The problem
Edtech developers often wonder if the AI-generated feedback they’re delivering to students is actually good coaching. Feedback can be warm but generic, accurate but overwhelming, clear but off-task.
Feedback quality encompasses multiple dimensions, making a single quality score for a piece of feedback misleading. As AI-generated feedback enters classrooms at scale, these dimensions can fail independently and quietly.
What we’re building
Our feedback evaluators surface feedback quality as a multidimensional profile, rather than a verdict. Edtech developers can see the qualities that a piece of AI-generated feedback exhibits, which it’s missing, and what to adjust. This helps them measure, monitor, and improve the quality of educators’ feedback to students at scale.

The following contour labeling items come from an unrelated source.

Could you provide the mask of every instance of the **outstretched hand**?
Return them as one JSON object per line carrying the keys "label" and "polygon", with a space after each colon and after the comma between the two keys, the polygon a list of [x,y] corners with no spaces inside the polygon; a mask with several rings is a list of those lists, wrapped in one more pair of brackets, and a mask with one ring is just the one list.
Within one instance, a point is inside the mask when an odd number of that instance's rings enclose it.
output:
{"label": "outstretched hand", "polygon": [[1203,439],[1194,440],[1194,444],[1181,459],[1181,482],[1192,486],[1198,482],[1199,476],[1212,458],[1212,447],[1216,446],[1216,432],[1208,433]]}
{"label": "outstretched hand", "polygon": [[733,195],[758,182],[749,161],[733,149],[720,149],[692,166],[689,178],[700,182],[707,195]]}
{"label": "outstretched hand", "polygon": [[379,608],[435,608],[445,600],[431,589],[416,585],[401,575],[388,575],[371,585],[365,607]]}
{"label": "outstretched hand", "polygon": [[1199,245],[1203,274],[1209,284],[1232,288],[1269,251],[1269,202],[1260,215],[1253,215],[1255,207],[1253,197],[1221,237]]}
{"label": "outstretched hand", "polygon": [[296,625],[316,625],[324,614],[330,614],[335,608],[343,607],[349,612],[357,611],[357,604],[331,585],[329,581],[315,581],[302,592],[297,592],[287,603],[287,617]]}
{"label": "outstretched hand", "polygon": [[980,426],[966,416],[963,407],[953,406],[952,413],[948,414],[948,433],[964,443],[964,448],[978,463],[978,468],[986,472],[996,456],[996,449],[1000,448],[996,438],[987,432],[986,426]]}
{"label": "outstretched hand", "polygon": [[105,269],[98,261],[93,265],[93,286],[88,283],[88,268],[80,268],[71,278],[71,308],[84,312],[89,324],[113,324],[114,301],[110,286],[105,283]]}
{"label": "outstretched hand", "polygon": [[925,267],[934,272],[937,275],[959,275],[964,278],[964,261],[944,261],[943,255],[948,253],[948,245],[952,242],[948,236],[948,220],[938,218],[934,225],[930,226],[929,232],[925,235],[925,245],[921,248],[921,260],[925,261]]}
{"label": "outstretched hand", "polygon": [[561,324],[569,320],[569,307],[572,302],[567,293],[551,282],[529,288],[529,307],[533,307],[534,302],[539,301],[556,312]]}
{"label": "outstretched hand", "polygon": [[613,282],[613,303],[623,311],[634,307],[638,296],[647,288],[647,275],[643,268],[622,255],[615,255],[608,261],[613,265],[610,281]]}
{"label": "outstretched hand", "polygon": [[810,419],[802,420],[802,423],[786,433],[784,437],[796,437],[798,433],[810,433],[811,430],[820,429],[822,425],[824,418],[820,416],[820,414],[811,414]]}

Our feedback evaluators are anchored in the Productive Coaching rubric developed by Quill.org ↗ and Leanlab Education ↗, in partnership with Anastasiya A. Lipnevich ↗.
| Evaluator | Description |
|---|
| Strength Acknowledgement | Determines whether feedback names something specific and authentic the student did well, distinct from generic or unanchored praise |
| Actionability | Determines whether feedback gives a clear, usable next step the student can act on without additional clarification |
| Student Response Anchor | Determines whether feedback is clearly based on the student’s specific response |
| Appropriateness | Determines whether feedback correctly identifies whether the student needed to revise |
| Manageability | Determines whether the amount of feedback is manageable for the student |
Scope and limitations
Remember that LLM scores can vary across runs, especially on borderline cases.
We recommend keeping a human in the loop and treating outputs as directional
signals vs. definitive judgments.
| Limitation | Details |
|---|
| Validated grade band | Evaluator validated for grades 8-9 only |
| Validated task type | Limited to short claim-with-evidence “because” completions from Quill.org – generalization to other prompts, genres, or subject areas is unverified |
| Binary output | Some feedback evaluators (like Actionability, Student Response Anchor, etc.) reduces a nuanced judgment to a binary 0 or 1 output, plus rationale. |
Feedback evaluator outputs should not be used for high-stakes applications
like grading, assessment, or placement decisions.